On caregiving and dealing with aging parents:

What I’ll Say to My Children If I’m Diagnosed With Alzheimer’s.

What Caregivers Know and You Can, Too.

Her New Happy.

On parenting:

As Seemed Best to Them. Yes! Parenting is not a one-size-fits-all endeavor.

Why We Don’t Punish Our Kids. Not advocating not dealing with sin, but explaining the difference between punishment and discipline.

And to end on a smile…I saw this on Pinterest and cracked up:

Lego

Happy Saturday!

Save

Book Review: Invisible

InvisibleI sought out Invisible by Ginny Yttrup because I dearly loved her first novel, Words: it was one of my favorite books of 2011.

Invisible tells the story of three very different women who become friends. Normally I don’t just copy the publisher’s description of a book, but in this case it seemed the fullest yet the most concise way to sum them up:

Ellyn DeMoss — chef, café owner, and lover of butter — is hiding behind her extra weight. But what is she hiding? While Ellyn sees the good in others, she has only condemnation for herself. So when a handsome widower claims he’s attracted to Ellyn, she’s certain there’s something wrong with him.

Sabina Jackson — tall, slender, and exotic — left her husband, young adult daughters, and a thriving counseling practice to spend a year in Northern California where she says she’s come to heal. But it seems to Ellyn that Sabina’s doing more hiding than healing. What’s she hiding from? Is it God?

Twila Boaz has come out of hiding and is working to gain back the pounds she lost when her only goal was to disappear. When her eating disorder is triggered again, though she longs to hide, she instead follows God and fights for her own survival. But will she succeed?

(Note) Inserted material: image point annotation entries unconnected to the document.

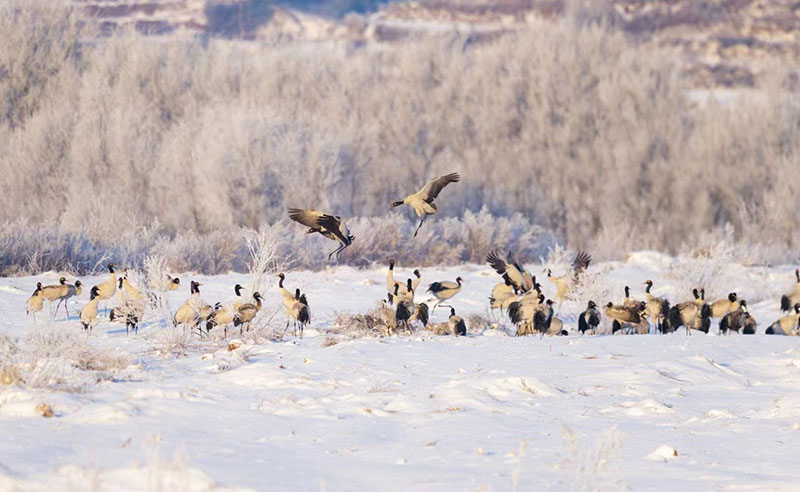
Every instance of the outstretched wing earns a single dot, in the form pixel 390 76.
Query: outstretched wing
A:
pixel 333 225
pixel 581 262
pixel 308 218
pixel 434 186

Though two of the characters have issues pertaining to weight, the book is not about weight: it’s about what it means to be made in the image of God and what the implications of that are in our lives. Each character has to learn that we don’t do certain things outwardly in order to be made in the image of God: we already are. And when rightly understood, that truth permeates our being and affects our thinking and then our outward actions.

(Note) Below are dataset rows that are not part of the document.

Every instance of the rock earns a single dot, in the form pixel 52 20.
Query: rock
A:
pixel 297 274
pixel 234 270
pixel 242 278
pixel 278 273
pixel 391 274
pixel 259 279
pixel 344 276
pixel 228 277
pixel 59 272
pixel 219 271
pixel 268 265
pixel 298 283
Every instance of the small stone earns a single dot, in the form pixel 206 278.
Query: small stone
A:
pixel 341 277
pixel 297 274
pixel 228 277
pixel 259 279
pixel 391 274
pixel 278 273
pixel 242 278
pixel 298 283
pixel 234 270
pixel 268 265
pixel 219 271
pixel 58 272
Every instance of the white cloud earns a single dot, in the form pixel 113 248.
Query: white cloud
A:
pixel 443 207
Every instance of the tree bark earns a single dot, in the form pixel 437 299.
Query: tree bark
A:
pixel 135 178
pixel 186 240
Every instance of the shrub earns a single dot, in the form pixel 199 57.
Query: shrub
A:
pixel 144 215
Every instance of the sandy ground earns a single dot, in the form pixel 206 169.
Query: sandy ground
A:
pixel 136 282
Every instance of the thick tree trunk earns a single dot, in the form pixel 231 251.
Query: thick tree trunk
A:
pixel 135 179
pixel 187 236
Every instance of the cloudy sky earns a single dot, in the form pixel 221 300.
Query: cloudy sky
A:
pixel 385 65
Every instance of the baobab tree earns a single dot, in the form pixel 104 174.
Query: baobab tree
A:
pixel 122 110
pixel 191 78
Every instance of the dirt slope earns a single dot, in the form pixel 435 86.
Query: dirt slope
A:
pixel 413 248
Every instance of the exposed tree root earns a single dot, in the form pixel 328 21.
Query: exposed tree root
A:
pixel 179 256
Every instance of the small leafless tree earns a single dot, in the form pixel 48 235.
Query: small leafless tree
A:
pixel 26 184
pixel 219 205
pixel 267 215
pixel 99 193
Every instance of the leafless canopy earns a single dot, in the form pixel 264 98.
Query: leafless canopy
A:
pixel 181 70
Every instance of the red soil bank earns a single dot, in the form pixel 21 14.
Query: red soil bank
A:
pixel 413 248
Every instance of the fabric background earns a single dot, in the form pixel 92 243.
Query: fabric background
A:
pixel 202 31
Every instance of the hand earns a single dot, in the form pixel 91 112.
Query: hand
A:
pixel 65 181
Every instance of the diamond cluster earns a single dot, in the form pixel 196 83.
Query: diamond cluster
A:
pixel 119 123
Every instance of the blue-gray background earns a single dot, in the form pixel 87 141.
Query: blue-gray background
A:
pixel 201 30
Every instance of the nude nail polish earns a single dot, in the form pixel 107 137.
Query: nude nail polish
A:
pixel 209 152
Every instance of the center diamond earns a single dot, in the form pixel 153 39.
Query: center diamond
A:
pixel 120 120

I don’t want to reveal much more about the plot than that. Though the book didn’t grab me from the first page and not let go like Words did, it still provided much food for thought and I enjoyed it.

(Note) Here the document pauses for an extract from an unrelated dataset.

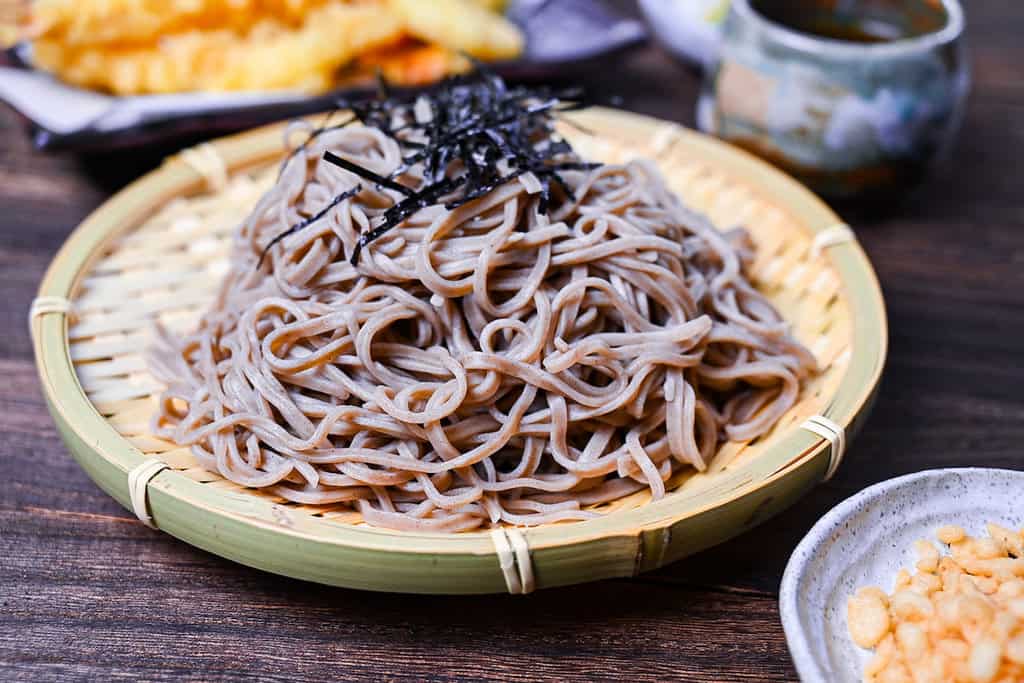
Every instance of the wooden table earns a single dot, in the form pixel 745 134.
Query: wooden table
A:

The character I liked the most was Miles, friend to all three main characters and potential love interest of one. His walk with God and the way he sought His guidance in everyday life was very realistic to me. This is one reason I love Christian fiction: this is the missing element, the ultimate reality missing in secular stories, no matter how good they are. Sometimes people accuse Christian fiction of being a sermon disguised as a story or a story with spiritual bits put in in order to make it “Christian,” but neither is the case in Ginny’s work (or even of the great majority of Christian fiction I’ve read.) Her characters are genuine (if sometimes a bit unconventional, in the case of Twila), and though there is spiritual truth she is trying to convey, each character grapples with it in a natural and realistic way.

Here are a few quotes that stood out to me from the book:

“I’ve learned enough through the years that when God is silent, it’s my cue to hold on tight. Do nothing. Wait on Him” (p. 49).

“When I pass from the discomfort of need to the tranquility of satisfaction, the very transition contains for me the insidious trap of uncontrolled desire. Augustine” (p. 168).

“I have forgiven him and I will forgive him again. But I won’t allow him to use me or mistreat me” (p. 262).

“Oh, Lord, remind me that this confrontation is an act of love and respect for both myself and my mom. It is not retaliation for years of pain” (p. 310).

There were just a couple of things that bothered me to a degree. One was Twila’s worship experience (pp. 166-167), which seemed a little New Age-y to me but would probably be called contemplative (which I don’t know a lot about yet but am not a fan of what I do know). The other was Ellyn asking if a dress had too much cleavage and Sabina telling her it was “lovely and appropriate” (p. 326). In my book no amount of cleavage is appropriate for anyone other than one’s husband in private.

But with those caveats, this is a book I am happy to recommend.

(This will also be linked to Semicolon‘s Saturday Review of Books.)